-Caveat Lector-

US oil has idea for Nigeria fields
Companies may fund police to deal with raising violence

By Atiya Hussain, Reuters, 09/07/99


EW YORK - US oil companies doing business in Nigeria are considering an
unusual role - providing funding and training to the police.


The idea comes at a time of rising violence in Nigeria, Africa's biggest oil
producer, as groups protest environmental damage and unequal distribution of
oil wealth.


Oil companies face increased scrutiny into their roles in the West African
country. Two of the biggest oil operators, Chevron Corp. and Royal
Dutch/Shell Group, face lawsuits in US courts on charges of complicity with
Nigerian security forces in the deaths of protesters.
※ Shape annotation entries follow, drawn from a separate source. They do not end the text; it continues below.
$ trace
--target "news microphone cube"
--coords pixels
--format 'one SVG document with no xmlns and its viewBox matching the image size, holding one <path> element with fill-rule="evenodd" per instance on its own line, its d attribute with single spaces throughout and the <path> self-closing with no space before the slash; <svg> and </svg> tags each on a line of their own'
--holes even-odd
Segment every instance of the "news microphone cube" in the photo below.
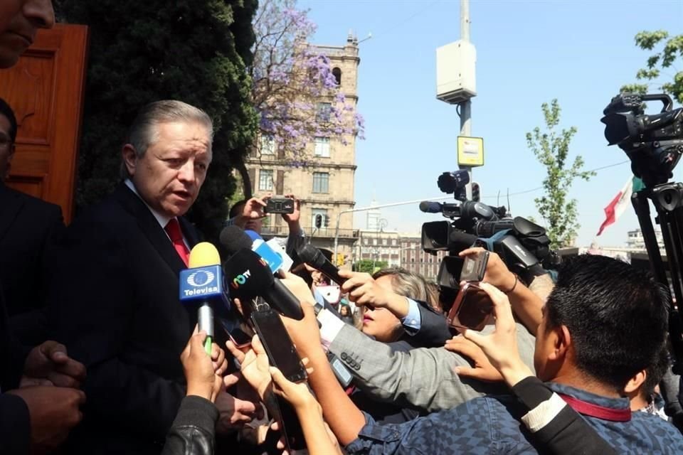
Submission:
<svg viewBox="0 0 683 455">
<path fill-rule="evenodd" d="M 220 265 L 186 269 L 180 272 L 180 300 L 223 298 L 225 287 Z"/>
</svg>

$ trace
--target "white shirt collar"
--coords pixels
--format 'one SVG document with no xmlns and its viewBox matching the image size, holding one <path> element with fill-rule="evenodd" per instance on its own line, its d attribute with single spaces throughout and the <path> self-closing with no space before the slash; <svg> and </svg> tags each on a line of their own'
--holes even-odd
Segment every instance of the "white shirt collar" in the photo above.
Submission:
<svg viewBox="0 0 683 455">
<path fill-rule="evenodd" d="M 157 221 L 159 222 L 159 224 L 162 227 L 162 229 L 165 229 L 166 225 L 169 224 L 169 221 L 171 221 L 173 217 L 166 216 L 165 215 L 162 213 L 159 213 L 158 211 L 155 210 L 152 207 L 150 207 L 149 204 L 145 202 L 144 199 L 143 199 L 142 197 L 140 196 L 140 193 L 137 192 L 137 189 L 135 189 L 135 186 L 133 185 L 133 182 L 130 180 L 130 178 L 126 178 L 126 180 L 123 183 L 126 184 L 126 186 L 130 188 L 131 191 L 132 191 L 136 195 L 137 195 L 137 197 L 140 198 L 140 200 L 144 203 L 144 205 L 147 206 L 147 208 L 149 209 L 149 211 L 152 212 L 152 214 L 154 215 L 154 218 L 157 219 Z"/>
</svg>

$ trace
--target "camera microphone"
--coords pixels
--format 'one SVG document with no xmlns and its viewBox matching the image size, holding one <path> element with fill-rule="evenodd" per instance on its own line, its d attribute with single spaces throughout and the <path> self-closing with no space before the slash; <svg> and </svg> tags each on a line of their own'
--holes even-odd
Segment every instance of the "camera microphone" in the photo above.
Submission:
<svg viewBox="0 0 683 455">
<path fill-rule="evenodd" d="M 342 286 L 346 281 L 346 278 L 339 277 L 339 269 L 332 262 L 327 260 L 322 252 L 310 244 L 307 244 L 297 250 L 297 255 L 302 262 L 314 269 L 319 270 L 324 275 Z"/>
<path fill-rule="evenodd" d="M 441 204 L 438 202 L 423 200 L 420 203 L 420 210 L 425 213 L 440 213 Z"/>
</svg>

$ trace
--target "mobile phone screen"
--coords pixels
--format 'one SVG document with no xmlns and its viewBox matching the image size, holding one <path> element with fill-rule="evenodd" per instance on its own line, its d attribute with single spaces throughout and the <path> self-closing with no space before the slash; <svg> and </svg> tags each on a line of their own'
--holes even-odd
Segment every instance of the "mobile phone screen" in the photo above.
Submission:
<svg viewBox="0 0 683 455">
<path fill-rule="evenodd" d="M 279 368 L 292 382 L 305 380 L 306 370 L 280 316 L 269 309 L 252 313 L 251 321 L 270 364 Z"/>
<path fill-rule="evenodd" d="M 493 302 L 489 294 L 478 287 L 469 287 L 464 292 L 465 294 L 454 318 L 454 325 L 482 330 L 493 312 Z"/>
</svg>

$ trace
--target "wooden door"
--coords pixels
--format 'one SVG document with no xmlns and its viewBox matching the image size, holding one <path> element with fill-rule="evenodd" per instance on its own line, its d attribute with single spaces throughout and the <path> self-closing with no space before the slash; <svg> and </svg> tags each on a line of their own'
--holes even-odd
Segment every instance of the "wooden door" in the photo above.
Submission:
<svg viewBox="0 0 683 455">
<path fill-rule="evenodd" d="M 10 70 L 0 70 L 0 97 L 18 130 L 9 186 L 58 204 L 68 223 L 73 210 L 80 141 L 88 27 L 41 30 Z"/>
</svg>

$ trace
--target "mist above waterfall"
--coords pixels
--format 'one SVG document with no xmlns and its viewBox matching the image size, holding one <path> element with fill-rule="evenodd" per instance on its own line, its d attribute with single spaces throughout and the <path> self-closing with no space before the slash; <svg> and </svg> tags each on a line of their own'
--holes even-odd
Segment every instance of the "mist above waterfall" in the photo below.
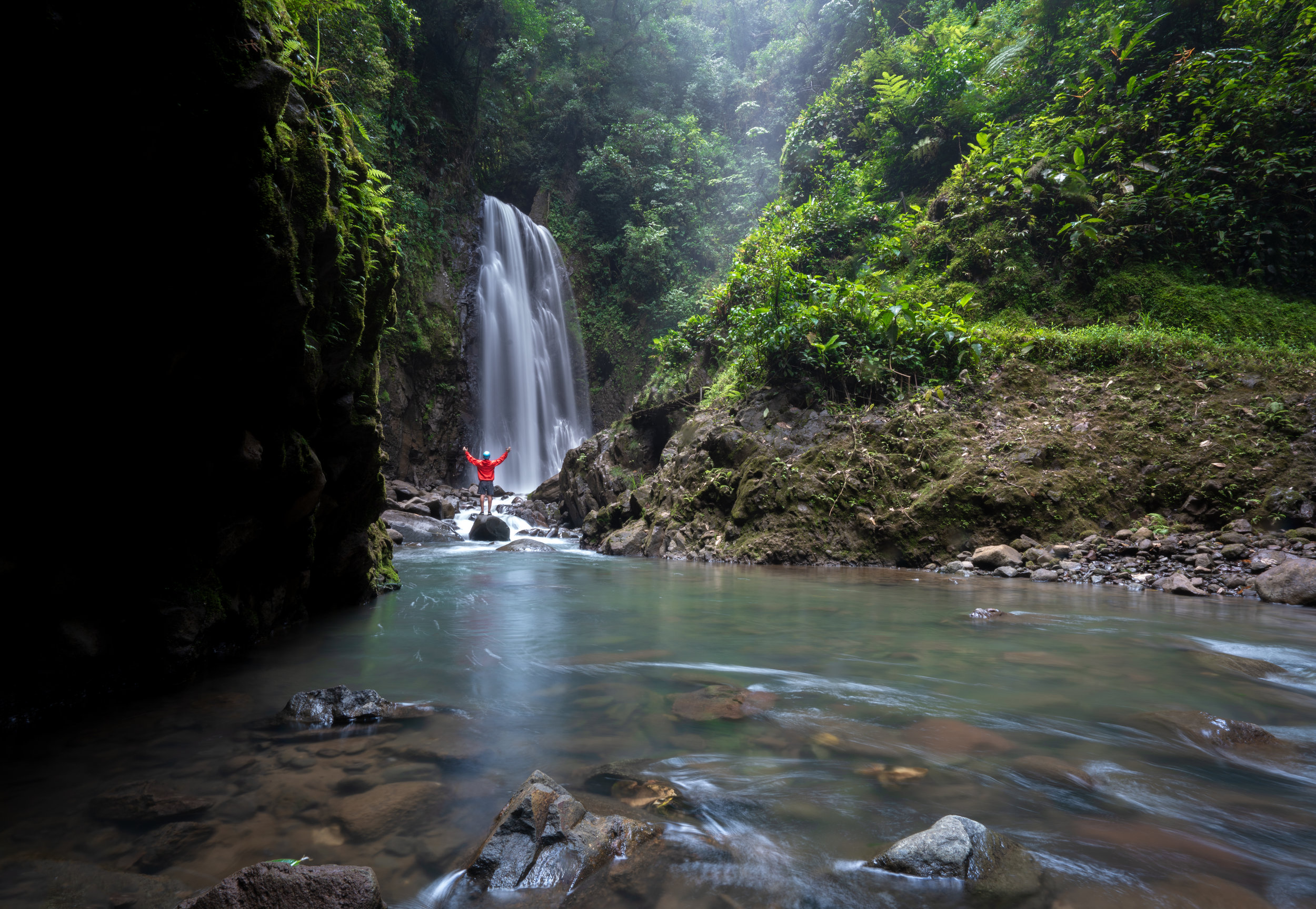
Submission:
<svg viewBox="0 0 1316 909">
<path fill-rule="evenodd" d="M 546 228 L 492 196 L 480 238 L 480 450 L 505 489 L 529 492 L 590 434 L 590 389 L 571 283 Z"/>
</svg>

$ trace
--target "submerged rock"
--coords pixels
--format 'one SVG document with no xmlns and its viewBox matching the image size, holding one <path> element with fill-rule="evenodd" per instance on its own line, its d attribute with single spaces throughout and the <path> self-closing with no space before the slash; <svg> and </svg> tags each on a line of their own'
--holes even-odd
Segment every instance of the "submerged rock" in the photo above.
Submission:
<svg viewBox="0 0 1316 909">
<path fill-rule="evenodd" d="M 384 526 L 401 534 L 407 543 L 451 543 L 462 538 L 457 528 L 438 518 L 392 509 L 380 514 Z"/>
<path fill-rule="evenodd" d="M 371 868 L 262 862 L 229 875 L 178 909 L 384 909 Z"/>
<path fill-rule="evenodd" d="M 471 524 L 470 538 L 484 542 L 505 542 L 512 538 L 512 531 L 508 529 L 507 521 L 497 514 L 476 514 L 475 522 Z"/>
<path fill-rule="evenodd" d="M 567 891 L 655 835 L 641 821 L 591 814 L 553 779 L 534 771 L 497 816 L 466 877 L 484 889 Z"/>
<path fill-rule="evenodd" d="M 196 821 L 174 821 L 133 843 L 138 851 L 134 866 L 142 871 L 159 871 L 174 864 L 193 846 L 215 835 L 215 827 Z"/>
<path fill-rule="evenodd" d="M 374 688 L 351 691 L 347 685 L 334 685 L 299 691 L 275 718 L 280 722 L 337 724 L 353 720 L 407 720 L 430 713 L 432 706 L 396 704 L 380 697 Z"/>
<path fill-rule="evenodd" d="M 184 796 L 155 780 L 139 780 L 116 785 L 92 798 L 91 813 L 103 821 L 142 823 L 197 814 L 212 804 L 209 798 Z"/>
<path fill-rule="evenodd" d="M 1261 726 L 1240 720 L 1224 720 L 1202 710 L 1157 710 L 1140 713 L 1132 721 L 1142 727 L 1169 731 L 1192 745 L 1212 749 L 1274 747 L 1283 743 Z"/>
<path fill-rule="evenodd" d="M 596 767 L 586 775 L 584 789 L 655 814 L 686 814 L 694 810 L 694 805 L 686 801 L 671 781 L 645 772 L 645 763 L 616 760 Z"/>
<path fill-rule="evenodd" d="M 901 735 L 913 747 L 941 755 L 999 754 L 1017 747 L 994 731 L 945 717 L 920 720 Z"/>
<path fill-rule="evenodd" d="M 1290 556 L 1257 575 L 1254 583 L 1266 602 L 1316 606 L 1316 560 Z"/>
<path fill-rule="evenodd" d="M 1094 780 L 1087 771 L 1080 767 L 1075 767 L 1067 760 L 1061 760 L 1059 758 L 1030 754 L 1016 760 L 1013 767 L 1024 776 L 1042 783 L 1051 783 L 1054 785 L 1063 785 L 1074 789 L 1096 788 L 1096 780 Z"/>
<path fill-rule="evenodd" d="M 736 685 L 707 685 L 680 695 L 672 701 L 671 712 L 682 720 L 744 720 L 762 713 L 776 702 L 776 695 L 767 691 L 749 691 Z"/>
<path fill-rule="evenodd" d="M 554 553 L 551 546 L 537 539 L 517 539 L 505 546 L 499 546 L 495 553 Z"/>
<path fill-rule="evenodd" d="M 980 901 L 1009 904 L 1042 889 L 1042 866 L 1012 839 L 948 814 L 892 845 L 873 866 L 917 877 L 958 877 Z"/>
<path fill-rule="evenodd" d="M 438 783 L 386 783 L 338 802 L 338 821 L 355 841 L 379 839 L 436 809 L 446 797 Z"/>
<path fill-rule="evenodd" d="M 1284 667 L 1275 666 L 1269 660 L 1234 656 L 1233 654 L 1221 654 L 1215 650 L 1194 651 L 1192 659 L 1215 672 L 1233 672 L 1234 675 L 1245 675 L 1252 679 L 1265 679 L 1267 675 L 1286 675 Z"/>
</svg>

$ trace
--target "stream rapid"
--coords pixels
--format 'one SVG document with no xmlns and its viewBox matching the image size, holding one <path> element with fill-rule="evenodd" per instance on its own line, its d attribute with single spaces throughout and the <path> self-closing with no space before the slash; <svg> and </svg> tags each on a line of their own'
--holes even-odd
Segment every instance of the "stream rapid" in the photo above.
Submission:
<svg viewBox="0 0 1316 909">
<path fill-rule="evenodd" d="M 14 739 L 0 860 L 28 864 L 11 866 L 25 876 L 0 897 L 41 904 L 33 881 L 58 863 L 130 867 L 143 831 L 88 805 L 158 780 L 213 802 L 197 818 L 208 838 L 151 868 L 179 892 L 309 855 L 371 866 L 387 902 L 434 909 L 530 771 L 575 787 L 592 767 L 642 759 L 696 806 L 653 818 L 663 835 L 697 847 L 687 855 L 716 852 L 678 870 L 665 906 L 963 905 L 954 881 L 865 867 L 944 814 L 1013 837 L 1059 889 L 1113 900 L 1100 905 L 1177 880 L 1207 881 L 1184 893 L 1241 887 L 1282 909 L 1316 898 L 1313 610 L 542 542 L 557 551 L 400 549 L 396 593 L 296 627 L 184 691 Z M 1005 614 L 975 621 L 975 608 Z M 1238 675 L 1220 655 L 1282 672 Z M 672 696 L 716 681 L 775 704 L 736 721 L 672 714 Z M 309 738 L 270 731 L 290 695 L 334 684 L 451 712 Z M 1130 722 L 1166 709 L 1254 722 L 1308 750 L 1228 760 Z M 1026 772 L 1038 756 L 1092 785 Z M 416 780 L 442 783 L 445 801 L 403 829 L 361 842 L 336 820 L 363 788 Z M 607 813 L 608 801 L 587 805 Z M 1194 898 L 1174 905 L 1229 905 Z"/>
</svg>

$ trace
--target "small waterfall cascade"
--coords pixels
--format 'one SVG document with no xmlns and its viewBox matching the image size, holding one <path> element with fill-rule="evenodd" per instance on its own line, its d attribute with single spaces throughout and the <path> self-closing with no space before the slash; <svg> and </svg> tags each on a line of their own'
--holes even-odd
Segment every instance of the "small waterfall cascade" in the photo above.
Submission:
<svg viewBox="0 0 1316 909">
<path fill-rule="evenodd" d="M 584 350 L 553 234 L 492 196 L 483 217 L 479 450 L 512 446 L 497 484 L 530 492 L 590 435 Z"/>
</svg>

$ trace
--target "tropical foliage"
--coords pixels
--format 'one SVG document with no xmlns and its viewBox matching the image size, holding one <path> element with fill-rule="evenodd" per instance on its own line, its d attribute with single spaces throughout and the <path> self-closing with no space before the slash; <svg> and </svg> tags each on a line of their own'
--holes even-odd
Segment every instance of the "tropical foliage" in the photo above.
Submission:
<svg viewBox="0 0 1316 909">
<path fill-rule="evenodd" d="M 792 124 L 780 197 L 655 342 L 665 371 L 699 353 L 833 393 L 944 379 L 980 353 L 975 317 L 1309 349 L 1316 8 L 999 0 L 899 22 Z M 1209 310 L 1221 292 L 1259 318 Z"/>
</svg>

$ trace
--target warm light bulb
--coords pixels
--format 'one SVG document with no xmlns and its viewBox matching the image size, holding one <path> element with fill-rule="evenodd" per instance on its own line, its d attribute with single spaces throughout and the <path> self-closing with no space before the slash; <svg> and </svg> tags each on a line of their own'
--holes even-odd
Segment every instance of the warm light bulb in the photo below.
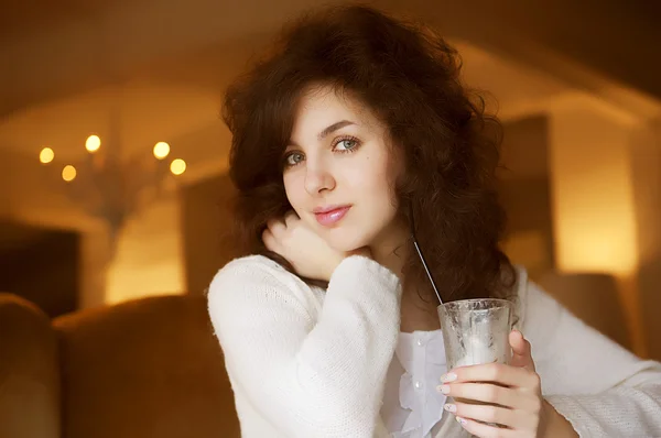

''US companies are considering some modest efforts to provide training and
nonlethal support for Nigerian police officials for their area of operations,
and we are investigating ways'' to include nongovernmental organizations
''and outside police associations into that effort,'' said David Miller,
board member and former president of the corporate umbrella group Corporate
Council on Africa, in congressional testimony on Aug. 3.


Miller turned down a request for an interview.


Oil industry sources said that there has been talk about taking on a bigger
role in training and funding Nigeria's police. Such a move, they say, will
help foster democracy in the country and is crucial in light of the modest
sums of aid the US government has promised Africa's most populous country.


US oil companies doing business in Nigeria include Chevron, Mobil Corp.,
Texaco Inc., and Exxon Corp.


Human rights groups, noting that the United States never imposed oil
sanctions on the late dictator, General Sani Abacha, argue that Washington
has been a corporate facilitator. Abacha's sudden death in June 1998 ended
his reign of 4 1/2 years, paving the way for elections.


President Olusegun Obasanjo, who heads Nigeria's first democratically elected
government in 15 years, faces resentment in the southern Delta, source of 90
percent of its 2 million barrels per day of high quality crude oil.


Kidnappings are on the rise, as are disruptions of company operations by
residents protesting the Delta's environmental degradation and lack of
economic development. Human rights groups say oil companies will face even
more criticism if they take a direct role in training and funding police
operations.


''We would be extremely resistant. They have not displayed any remorse or
regret, particularly over the use of military force in Nigeria,'' said Steve
Kretzmann of Project Underground, an environmental group.


In February, after Human Rights Watch accused both Chevron and Shell of
having aided the military in abusing human rights and killing Nigerians, Ohio
Democratic Representative Dennis Kucinich called for a government
investigation into whether oil companies hindered the democratic process in
Nigeria.


The companies have denied the allegations.


In May, US human rights groups filed suit against Chevron in San Francisco,
charging that it was responsible for the deaths of two protesters who had
confronted Nigerian soldiers and police at a Chevron-operated oil rig off the
Niger Delta in May 1998.


Shell, whose US subsidiary, Shell Oil Co., is one of the biggest operators in
the United States, is fighting a suit that accuses it of complicity in the
hangings of Ken Saro-Wiwa and John Kpuinen by the Nigerian military.
Saro-Wiwa was leader of the Movement for Survival of the Ogoni People and
Kpuinen was deputy president of the group's youth wing.


Rights groups agree Nigerian police require training but are wary of
corporate involvement.


''Other than possibly providing resources to a broader effort at police
training, one which was carefully crafted and carefully monitored and which
vetted out those implicated in abuses in the past, I'm not sure what other
role these companies would have to play,'' said Janet Fleischman, Africa
director at Human Rights Watch in Washington.